关键词 > ET003A/ET006A
ET003A/ET006A – Assignment: Non-NN Machine Learning
发布时间:2023-05-22
Hello, dear friend, you can consult us at any time if you have any questions, add WeChat: daixieit
ET003A/ET006A – Assignment:
Non-NN Machine Learning
1 Background and aim
Machine learning is a great tool to build models based on data, rather than pre-defined rules and relations. However, it is normally not clear in advance what machine learning approaches will result in sufficiently good (or at the extreme, the best) result. Therefore, the field of machine learning builds often on trial and error, where multiple approaches need to be tested and evaluated.
The goal of this assignment is to train and evaluate a number of (non-neural network) classification models on a given data set. Through completion of this assignment, under- standing and skills related to the following learning objectives are demonstrated:
• apply methods to import, combine, annotate and convert data to appropriate for- mats for data analysis.
• select, motivate and apply common methods and algorithms for machine learning for typical use cases and present the results in an appropriate way.
• design and perform performance validation for machine learning systems.
2 Task description
2.1 The data set
The data set used in this assignment contains a number of samples regarding three fam- ilies of wheat (named Kama, Rosa and Canadian). Each sample has a label of which family of wheat it relates to, as well as 7 features that are obtained from an x-ray analysis of the grain. The seven numeric (real-numbered) features are:
1. area (A)
2. perimeter (P)
3. compactness (C = 4 * n * A/P2)
4. length of the kernel
5. width of the kernel
6. asymmetry coefficient
7. length of the kernel groove
In total the data set contains 210 samples, with 70 samples per class. The data set is provided as a csv file.
2.2 Matlab Classifcation Learner App
To start with, you can explore the provided data set with the Matlab Classification Learner App. The Matlab Classification Learner App is a tool with graphical user interface that quickly allows to test a number of classification models on a data set. Once you have imported the data set, you can try out a number of standard models in the App to iden- tify suitable candidates for the next step.
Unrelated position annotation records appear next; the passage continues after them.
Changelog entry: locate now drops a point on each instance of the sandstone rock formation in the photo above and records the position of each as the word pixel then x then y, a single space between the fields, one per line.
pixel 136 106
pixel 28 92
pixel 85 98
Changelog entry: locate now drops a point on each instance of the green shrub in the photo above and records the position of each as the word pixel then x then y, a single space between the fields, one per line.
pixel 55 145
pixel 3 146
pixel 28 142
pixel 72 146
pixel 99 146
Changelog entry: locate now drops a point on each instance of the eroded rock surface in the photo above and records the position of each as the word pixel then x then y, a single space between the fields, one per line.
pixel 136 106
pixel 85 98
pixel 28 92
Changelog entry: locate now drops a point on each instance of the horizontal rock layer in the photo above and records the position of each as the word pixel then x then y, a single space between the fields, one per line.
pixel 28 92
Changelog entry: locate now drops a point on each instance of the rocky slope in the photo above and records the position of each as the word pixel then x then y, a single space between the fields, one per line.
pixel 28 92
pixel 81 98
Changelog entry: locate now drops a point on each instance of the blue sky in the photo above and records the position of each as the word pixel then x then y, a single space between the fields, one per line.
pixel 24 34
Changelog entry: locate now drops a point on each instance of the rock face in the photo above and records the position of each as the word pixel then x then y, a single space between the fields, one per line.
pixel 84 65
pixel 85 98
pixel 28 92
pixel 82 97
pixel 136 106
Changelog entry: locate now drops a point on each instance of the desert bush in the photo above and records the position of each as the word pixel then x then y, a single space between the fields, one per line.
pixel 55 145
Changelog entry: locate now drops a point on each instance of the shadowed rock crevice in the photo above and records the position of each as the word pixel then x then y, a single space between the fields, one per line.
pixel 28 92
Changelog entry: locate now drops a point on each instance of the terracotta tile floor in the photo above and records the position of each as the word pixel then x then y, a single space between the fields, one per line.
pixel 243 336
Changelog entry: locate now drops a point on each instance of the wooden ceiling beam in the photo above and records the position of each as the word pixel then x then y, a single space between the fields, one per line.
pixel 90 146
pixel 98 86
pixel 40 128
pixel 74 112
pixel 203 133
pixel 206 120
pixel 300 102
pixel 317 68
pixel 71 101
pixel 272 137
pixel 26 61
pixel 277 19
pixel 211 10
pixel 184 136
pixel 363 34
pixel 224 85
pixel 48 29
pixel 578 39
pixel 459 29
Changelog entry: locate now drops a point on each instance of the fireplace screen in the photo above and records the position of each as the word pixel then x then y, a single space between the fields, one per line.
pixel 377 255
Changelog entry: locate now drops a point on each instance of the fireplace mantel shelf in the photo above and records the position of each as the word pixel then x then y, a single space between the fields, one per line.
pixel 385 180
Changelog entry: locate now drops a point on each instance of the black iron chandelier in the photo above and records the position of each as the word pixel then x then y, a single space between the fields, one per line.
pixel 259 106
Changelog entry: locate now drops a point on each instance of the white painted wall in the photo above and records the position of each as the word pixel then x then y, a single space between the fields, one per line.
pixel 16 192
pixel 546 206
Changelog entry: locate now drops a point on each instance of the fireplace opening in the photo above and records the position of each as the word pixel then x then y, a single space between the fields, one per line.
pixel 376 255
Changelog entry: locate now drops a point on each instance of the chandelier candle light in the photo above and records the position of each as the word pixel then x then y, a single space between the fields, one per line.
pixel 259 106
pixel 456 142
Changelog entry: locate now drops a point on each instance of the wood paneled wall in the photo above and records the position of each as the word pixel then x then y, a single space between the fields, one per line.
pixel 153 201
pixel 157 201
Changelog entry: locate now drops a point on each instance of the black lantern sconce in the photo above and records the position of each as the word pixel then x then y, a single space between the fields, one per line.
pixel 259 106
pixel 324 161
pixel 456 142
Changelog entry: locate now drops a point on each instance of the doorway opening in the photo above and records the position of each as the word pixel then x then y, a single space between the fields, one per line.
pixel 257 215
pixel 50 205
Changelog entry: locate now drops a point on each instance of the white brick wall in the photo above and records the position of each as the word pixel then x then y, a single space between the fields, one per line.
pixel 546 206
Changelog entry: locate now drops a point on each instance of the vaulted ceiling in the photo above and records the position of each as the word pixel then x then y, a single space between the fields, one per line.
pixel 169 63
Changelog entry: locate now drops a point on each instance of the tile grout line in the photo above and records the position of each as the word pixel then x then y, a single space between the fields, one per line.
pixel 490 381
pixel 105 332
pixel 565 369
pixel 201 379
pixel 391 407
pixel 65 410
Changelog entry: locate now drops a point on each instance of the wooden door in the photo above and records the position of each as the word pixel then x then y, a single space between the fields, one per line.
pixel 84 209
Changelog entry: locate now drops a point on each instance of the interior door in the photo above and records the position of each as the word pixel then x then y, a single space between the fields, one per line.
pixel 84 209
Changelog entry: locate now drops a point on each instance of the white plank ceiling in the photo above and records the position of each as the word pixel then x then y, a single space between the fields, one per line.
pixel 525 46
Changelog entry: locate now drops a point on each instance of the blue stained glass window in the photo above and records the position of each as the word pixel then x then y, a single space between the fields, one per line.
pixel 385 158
You can find some information on how to get started with the App here: https://se.mathworks.com/help/stats/classificationlearner- app.html
2.3 Implementation and evaluation
Based on your investigation in the Matlab Classification Learner App, select two promis- ing models for further analysis in Matlab. Create a Matlab Live Script (.mlx file) that
• Imports and shuffles the data set
• Reserves a part of the data for final testing
• Trains the selected models using cross-validation
• Calculates the models’ accuracy
• Optimizes hyperparameters of the models
• Evaluates the performance of the optimized model using the test set
• Plots confusion matrices
You are of course welcome to add other functionality to your script, which could in- clude plotting of a group scatter matrix in order to investigate and visualize clusters, or an analysis on the influence of feature selection on the model performance.
Matlab Live Scripts can, in addition to code, also contain formatted text data. This allows us to use the script at the same time as a documentation of your work. Add reasonable descriptions to your live script to make it easy for an external reader to follow your work. In addition to documenting what you are doing, include explanations on
1. Why it is necessary to hold out on a separate test set that is not used until the very end.
2. What the differences is between cross-validation and a hold-out method of a vali- dation set, as well as what advantages cross-validation brings.
You can find information about Matlab Live Scripts and their formatting alternatives here: https://se.mathworks.com/help/matlab/live-scripts-and-functions.html.
3 Examination and feedback
For examination of this assignment, the documented .mlx file needs to be handed in (there is an inbox on the moodle page). The assignment is graded on an A-F scale, where the following aspects will be taken into account:
• Correctness and completeness
• Logical structuring
• Clarity and format of documentation
• Demonstrated understanding of key concepts
Written feedback will be provided to each student in conjunction with the grading with respect to these aspects.